Saturday, May 28, 2016

The Blasé Surrealism of Haruki Murakami

[ed. I've read most of Murakami's books, including 1Q84.  As a stylist he's probably as good as anyone, but whenever I finish one of his books I invariably throw my hands up and go "Is that it?" The Atlantic had a pretty good summary a while ago of what a new reader might expect (slightly edited here):  Is the novel’s hero an adrift, feckless man in his mid-30s? Does he have a shrewd girl Friday who doubles as his romantic interest? Does the story begin with the inexplicable disappearance of a person close to the narrator? Is there a metaphysical journey to an alternate plane of reality? Are there gratuitous references to Western novels, films, and popular culture? Which eastern-European composer provides the soundtrack, and will enjoy skyrocketing CD sales in the months ahead—Bartók, Prokofiev, Smetana? Are there ominous omens, signifying nothing; dreams that resist interpretation; cryptic mysteries that will never be resolved? Check, check, check and check. In every book. I'm pretty much done with Murakami, which is too bad because I really do enjoy his writing.]

Three days ago, I began to read 1Q84 by Haruki Murakami. At 1157 pages, 1Q84 is a mammoth novel, a veritable brick of a book, similar in proportion to the unfinished copy of Infinite Jest that currently rests about 15 feet away from me.

In theory, 1Q84 is a poor choice of book for me right now. After all, 2015 has been a rather mild year for me, in terms of how many books I’ve read. In 2014, I think I read close to 30 books, but this year I’ve only finished 5 or 6 (I’ve partially completed several more).

I blame the Internet for this. Or, rather, I blame my own frequent inability to resist the gravity of Twitter or Facebook or Reddit or Instagram or Snapchat. I don’t even want to think about how many books I could have read this year, had my time on social media been replaced by time spent reading books. But, I guess, that’s what I chose to do, so I’ll take responsibility for my actions. I did, at least, manage to read a whole hell of a lot of great essays on the Internet (see this list and this list). (...)

But I’ve digressed somewhat from the intended topic of this essay: Haruki Murakami. Murakami is one such wizard whose works surround me, swallow me, permeate my being, and transport me to worlds that feel no less real than the one in which I’m typing these words.

And so far, his magnum opus, 1Q84, is no exception. As I mentioned earlier, 1Q84 was arguably a poor choice of book for me to begin reading at this time. (...)

So, yes, this renewed tripod of habits is helping me to read more. But that’s not the only catalyst. I correctly suspected that Murakami could draw me back into book-reading because he is a writer who seems unfailingly to write irresistible page-turners.

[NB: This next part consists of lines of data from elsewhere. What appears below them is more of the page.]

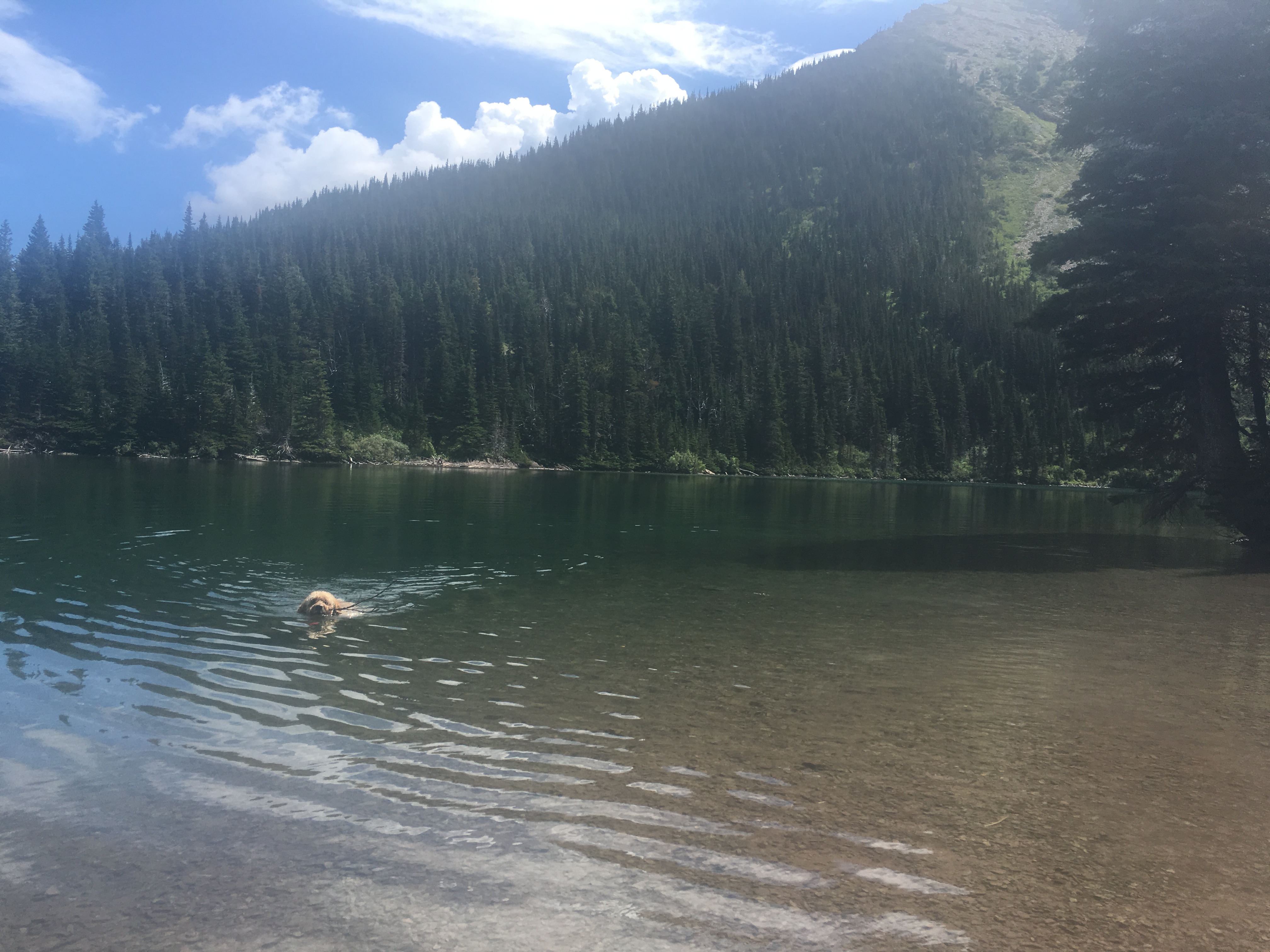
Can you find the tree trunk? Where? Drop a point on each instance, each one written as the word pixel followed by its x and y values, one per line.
pixel 1236 494
pixel 1256 380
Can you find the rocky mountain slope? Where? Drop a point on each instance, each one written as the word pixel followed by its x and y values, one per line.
pixel 1016 55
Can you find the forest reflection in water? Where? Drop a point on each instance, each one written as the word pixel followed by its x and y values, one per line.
pixel 620 711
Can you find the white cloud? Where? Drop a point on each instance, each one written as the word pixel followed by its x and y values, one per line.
pixel 619 32
pixel 277 172
pixel 815 59
pixel 276 108
pixel 46 87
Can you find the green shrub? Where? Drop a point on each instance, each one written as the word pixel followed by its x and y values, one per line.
pixel 685 461
pixel 378 449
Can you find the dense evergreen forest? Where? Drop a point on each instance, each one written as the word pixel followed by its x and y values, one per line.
pixel 797 276
pixel 1166 280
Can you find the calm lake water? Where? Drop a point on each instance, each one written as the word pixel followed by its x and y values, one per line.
pixel 620 712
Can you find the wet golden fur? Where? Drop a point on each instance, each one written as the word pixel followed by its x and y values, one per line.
pixel 323 604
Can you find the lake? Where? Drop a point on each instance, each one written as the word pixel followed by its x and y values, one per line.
pixel 586 711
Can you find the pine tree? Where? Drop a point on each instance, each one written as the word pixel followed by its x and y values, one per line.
pixel 1166 279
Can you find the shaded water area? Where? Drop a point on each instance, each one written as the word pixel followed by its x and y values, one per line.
pixel 623 712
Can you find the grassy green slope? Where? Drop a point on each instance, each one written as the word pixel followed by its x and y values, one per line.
pixel 1016 55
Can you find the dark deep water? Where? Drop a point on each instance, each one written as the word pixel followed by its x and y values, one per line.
pixel 623 712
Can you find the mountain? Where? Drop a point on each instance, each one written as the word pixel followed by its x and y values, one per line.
pixel 817 273
pixel 1018 56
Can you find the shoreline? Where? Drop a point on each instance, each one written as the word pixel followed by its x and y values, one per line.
pixel 506 465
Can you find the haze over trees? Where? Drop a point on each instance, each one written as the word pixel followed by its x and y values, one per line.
pixel 793 277
pixel 820 273
pixel 1168 279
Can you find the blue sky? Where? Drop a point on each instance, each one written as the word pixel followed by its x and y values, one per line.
pixel 238 105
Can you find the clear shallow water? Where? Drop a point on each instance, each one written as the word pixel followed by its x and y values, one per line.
pixel 613 711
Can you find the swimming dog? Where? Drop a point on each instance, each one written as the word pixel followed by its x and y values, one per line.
pixel 323 604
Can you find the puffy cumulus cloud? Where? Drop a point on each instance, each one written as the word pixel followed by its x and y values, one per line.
pixel 815 59
pixel 621 32
pixel 276 108
pixel 36 83
pixel 279 172
pixel 596 94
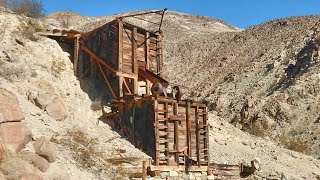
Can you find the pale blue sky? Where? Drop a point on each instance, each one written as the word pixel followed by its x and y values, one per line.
pixel 240 13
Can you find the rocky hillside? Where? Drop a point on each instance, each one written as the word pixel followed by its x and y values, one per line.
pixel 243 73
pixel 265 79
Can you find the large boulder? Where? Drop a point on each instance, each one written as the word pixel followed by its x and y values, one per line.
pixel 16 168
pixel 42 100
pixel 3 151
pixel 36 160
pixel 2 176
pixel 9 107
pixel 30 176
pixel 45 148
pixel 57 110
pixel 15 135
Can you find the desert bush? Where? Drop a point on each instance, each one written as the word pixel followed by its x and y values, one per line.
pixel 294 143
pixel 30 8
pixel 255 129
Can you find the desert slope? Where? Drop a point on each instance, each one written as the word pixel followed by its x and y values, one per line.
pixel 34 67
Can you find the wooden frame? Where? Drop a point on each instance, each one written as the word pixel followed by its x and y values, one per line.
pixel 179 129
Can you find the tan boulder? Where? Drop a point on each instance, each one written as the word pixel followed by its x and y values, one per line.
pixel 30 176
pixel 3 151
pixel 15 168
pixel 36 160
pixel 42 100
pixel 57 110
pixel 45 148
pixel 15 135
pixel 9 107
pixel 2 176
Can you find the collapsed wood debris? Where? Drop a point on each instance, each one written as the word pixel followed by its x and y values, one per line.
pixel 145 108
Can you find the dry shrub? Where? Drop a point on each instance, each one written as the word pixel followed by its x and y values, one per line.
pixel 255 129
pixel 294 143
pixel 85 153
pixel 30 8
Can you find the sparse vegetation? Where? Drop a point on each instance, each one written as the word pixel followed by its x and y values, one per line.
pixel 293 143
pixel 30 8
pixel 255 129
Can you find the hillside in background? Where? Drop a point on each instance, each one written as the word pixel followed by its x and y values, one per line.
pixel 264 80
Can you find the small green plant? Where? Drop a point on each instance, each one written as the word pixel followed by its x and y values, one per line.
pixel 30 8
pixel 255 129
pixel 295 144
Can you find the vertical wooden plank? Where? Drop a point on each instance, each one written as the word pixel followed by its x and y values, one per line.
pixel 159 54
pixel 76 55
pixel 156 130
pixel 166 115
pixel 120 86
pixel 188 124
pixel 176 134
pixel 134 60
pixel 120 45
pixel 197 135
pixel 144 170
pixel 120 55
pixel 207 136
pixel 147 60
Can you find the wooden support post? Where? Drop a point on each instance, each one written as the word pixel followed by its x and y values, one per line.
pixel 76 55
pixel 120 55
pixel 197 135
pixel 107 82
pixel 144 170
pixel 147 60
pixel 159 54
pixel 134 59
pixel 176 134
pixel 167 136
pixel 156 131
pixel 120 86
pixel 188 124
pixel 207 135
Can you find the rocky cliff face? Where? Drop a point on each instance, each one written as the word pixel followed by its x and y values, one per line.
pixel 264 80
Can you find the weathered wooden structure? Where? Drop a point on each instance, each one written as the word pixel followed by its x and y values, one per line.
pixel 172 132
pixel 129 60
pixel 118 49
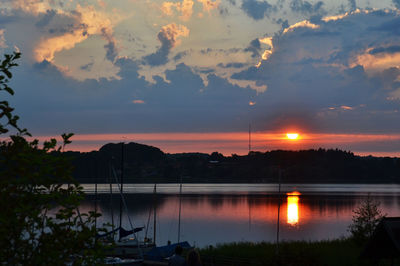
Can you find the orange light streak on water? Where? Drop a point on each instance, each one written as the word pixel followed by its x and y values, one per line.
pixel 293 208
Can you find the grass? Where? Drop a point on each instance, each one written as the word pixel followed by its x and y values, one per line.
pixel 333 252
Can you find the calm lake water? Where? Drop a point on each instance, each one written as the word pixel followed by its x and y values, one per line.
pixel 223 213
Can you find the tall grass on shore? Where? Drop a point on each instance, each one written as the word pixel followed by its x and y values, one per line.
pixel 333 252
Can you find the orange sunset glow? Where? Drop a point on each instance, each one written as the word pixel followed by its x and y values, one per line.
pixel 292 136
pixel 293 208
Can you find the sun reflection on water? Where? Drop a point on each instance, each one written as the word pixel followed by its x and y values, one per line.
pixel 293 208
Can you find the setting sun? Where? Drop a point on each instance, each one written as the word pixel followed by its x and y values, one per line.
pixel 292 136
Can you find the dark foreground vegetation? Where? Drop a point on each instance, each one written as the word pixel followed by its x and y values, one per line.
pixel 330 253
pixel 146 164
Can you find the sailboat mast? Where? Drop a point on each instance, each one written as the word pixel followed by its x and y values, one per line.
pixel 122 184
pixel 249 138
pixel 155 216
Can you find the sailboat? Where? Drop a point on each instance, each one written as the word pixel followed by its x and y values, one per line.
pixel 128 244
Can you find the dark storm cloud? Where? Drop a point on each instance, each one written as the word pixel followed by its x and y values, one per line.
pixel 312 70
pixel 256 9
pixel 168 37
pixel 352 5
pixel 307 8
pixel 93 106
pixel 46 18
pixel 254 48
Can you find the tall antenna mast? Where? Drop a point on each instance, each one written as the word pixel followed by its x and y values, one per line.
pixel 249 138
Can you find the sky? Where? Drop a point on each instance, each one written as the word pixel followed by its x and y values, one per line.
pixel 192 75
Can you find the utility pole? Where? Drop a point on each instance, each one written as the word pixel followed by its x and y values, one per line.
pixel 122 184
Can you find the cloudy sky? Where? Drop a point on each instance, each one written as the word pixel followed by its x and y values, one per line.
pixel 191 75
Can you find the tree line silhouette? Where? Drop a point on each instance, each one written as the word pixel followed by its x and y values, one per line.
pixel 147 164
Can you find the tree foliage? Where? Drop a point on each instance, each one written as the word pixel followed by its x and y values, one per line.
pixel 40 223
pixel 365 219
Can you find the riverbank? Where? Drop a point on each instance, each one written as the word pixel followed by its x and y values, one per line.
pixel 329 253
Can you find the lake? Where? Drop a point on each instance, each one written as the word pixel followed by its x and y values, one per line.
pixel 223 213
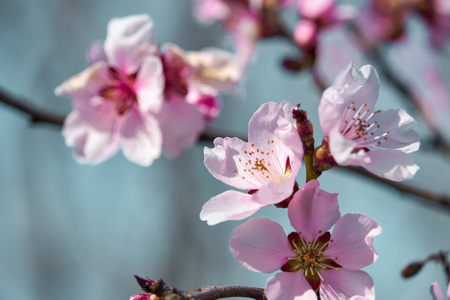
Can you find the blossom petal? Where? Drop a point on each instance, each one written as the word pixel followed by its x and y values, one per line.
pixel 400 135
pixel 229 205
pixel 221 162
pixel 313 211
pixel 181 124
pixel 289 286
pixel 246 33
pixel 140 137
pixel 208 105
pixel 84 84
pixel 391 164
pixel 436 292
pixel 361 86
pixel 305 34
pixel 344 284
pixel 260 245
pixel 129 41
pixel 367 93
pixel 150 85
pixel 97 53
pixel 272 193
pixel 352 241
pixel 92 144
pixel 331 110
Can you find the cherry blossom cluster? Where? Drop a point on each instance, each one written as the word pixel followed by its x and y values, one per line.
pixel 313 261
pixel 141 98
pixel 248 21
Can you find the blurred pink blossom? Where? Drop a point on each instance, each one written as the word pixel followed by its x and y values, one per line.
pixel 194 80
pixel 144 297
pixel 436 291
pixel 243 19
pixel 117 100
pixel 385 20
pixel 316 16
pixel 141 100
pixel 266 165
pixel 358 135
pixel 310 257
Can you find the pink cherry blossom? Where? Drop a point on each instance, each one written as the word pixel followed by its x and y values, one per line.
pixel 436 292
pixel 316 16
pixel 117 98
pixel 358 135
pixel 266 165
pixel 310 258
pixel 243 19
pixel 193 80
pixel 144 297
pixel 385 20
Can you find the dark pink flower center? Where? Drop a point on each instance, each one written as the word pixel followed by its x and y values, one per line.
pixel 310 257
pixel 120 90
pixel 360 125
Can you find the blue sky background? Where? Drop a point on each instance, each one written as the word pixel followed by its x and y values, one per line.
pixel 70 231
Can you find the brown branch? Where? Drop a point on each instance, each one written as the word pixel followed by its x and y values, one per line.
pixel 423 194
pixel 38 116
pixel 415 267
pixel 165 292
pixel 374 53
pixel 219 292
pixel 35 115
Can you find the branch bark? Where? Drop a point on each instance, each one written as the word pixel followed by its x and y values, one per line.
pixel 165 292
pixel 373 52
pixel 38 116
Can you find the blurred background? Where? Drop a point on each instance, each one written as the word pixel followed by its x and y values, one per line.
pixel 71 231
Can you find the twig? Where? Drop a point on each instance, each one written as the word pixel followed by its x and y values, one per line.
pixel 165 292
pixel 35 115
pixel 374 53
pixel 218 292
pixel 403 188
pixel 38 116
pixel 415 267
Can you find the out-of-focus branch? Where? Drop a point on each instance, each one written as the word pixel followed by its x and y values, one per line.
pixel 36 115
pixel 403 188
pixel 374 53
pixel 415 267
pixel 39 116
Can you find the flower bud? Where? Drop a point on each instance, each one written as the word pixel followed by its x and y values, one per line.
pixel 412 269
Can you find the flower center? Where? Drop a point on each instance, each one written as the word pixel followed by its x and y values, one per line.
pixel 259 165
pixel 310 257
pixel 359 125
pixel 120 90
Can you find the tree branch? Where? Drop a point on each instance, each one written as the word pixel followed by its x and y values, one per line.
pixel 374 54
pixel 403 188
pixel 165 292
pixel 38 116
pixel 218 292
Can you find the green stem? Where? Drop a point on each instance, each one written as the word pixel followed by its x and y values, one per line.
pixel 310 173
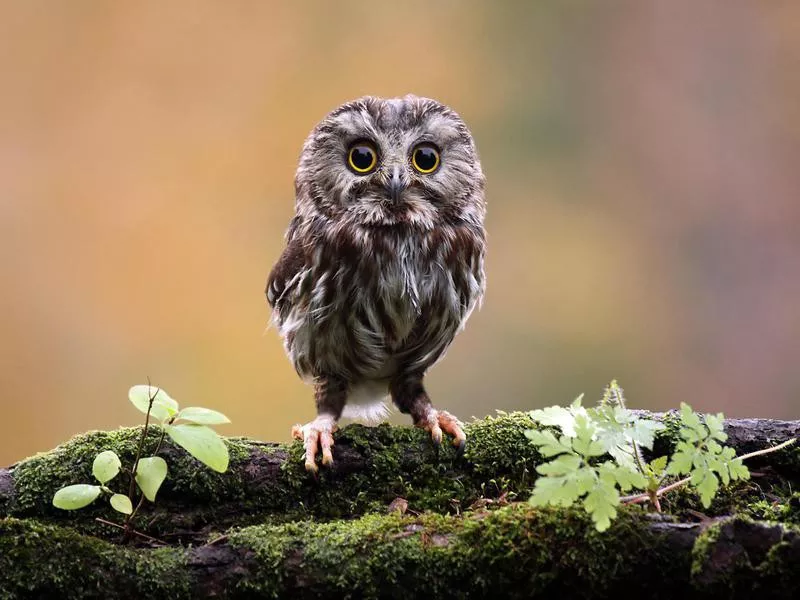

There are a few reasons for this that I can see.

For one, I swear he’s discovered the Platonic ideal combination of steady pacing and incomplete-yet-tantalizing information. Having completed four of his novels now, I can tell you that his novels always seem to revolve around some mystery that needs to be solved, and he does an excellent job of hinting at the grandiose and ominous nature of the mystery within the first few pages, while providing almost no information regarding the mystery’s actual attributes or dimensions. As the novels progress, he gradually reveals the mystery’s shocking, sprawling architecture and all-penetrating implications, dispensing just enough detail at just the right intervals to keep his readers (or, me at least) hopelessly ensnared.

The protagonists in Murakami’s novels tend to be ordinary, solitary people who suddenly find themselves wrapped up in some sort of epic, supernormal circumstances and must undertake a quest that is as much a quest to the heart of their true identity as it is a quest through the external world.

Another trademark of Murakami’s is something I call Blasé Surrealism (let me know if you think of a better name or if one already exists). Blasé Surrealism is characterized by melding mundane, humdrum realism with elements of surrealism and magic realism, while also incorporating (in Murakami’s case, at least) abstract, metaphysical commentary/comparisons intermittently throughout the story. Murakami’s stories are told in a matter-of-fact tone, as if everything that is happening is quite commonplace, and much of it is. But then he’ll nonchalantly introduce a portal to an alternate reality or include a line like, “Hundreds of butterflies flitted in and out of sight like short-lived punctuation marks in a stream of consciousness without beginning or end.”

He’s so casual, so blasé, about this, that the flow of the story isn’t interrupted. Strange, surreal things happen in Murakami novels, but they seem completely natural because he acts like they are. The reader just goes right along with him. Thus Murakami manages effectively to marry normal and abnormal, real and surreal, conventional and magical. The best comparison I can make is to say that reading a Murakami novel is like being in a dream, in that things are clearly off, clearly not the way they typically are, and yet one doesn’t really notice or care, accepting things at face-value. This makes for a uniquely mind-stirring, almost psychedelic, reading experience.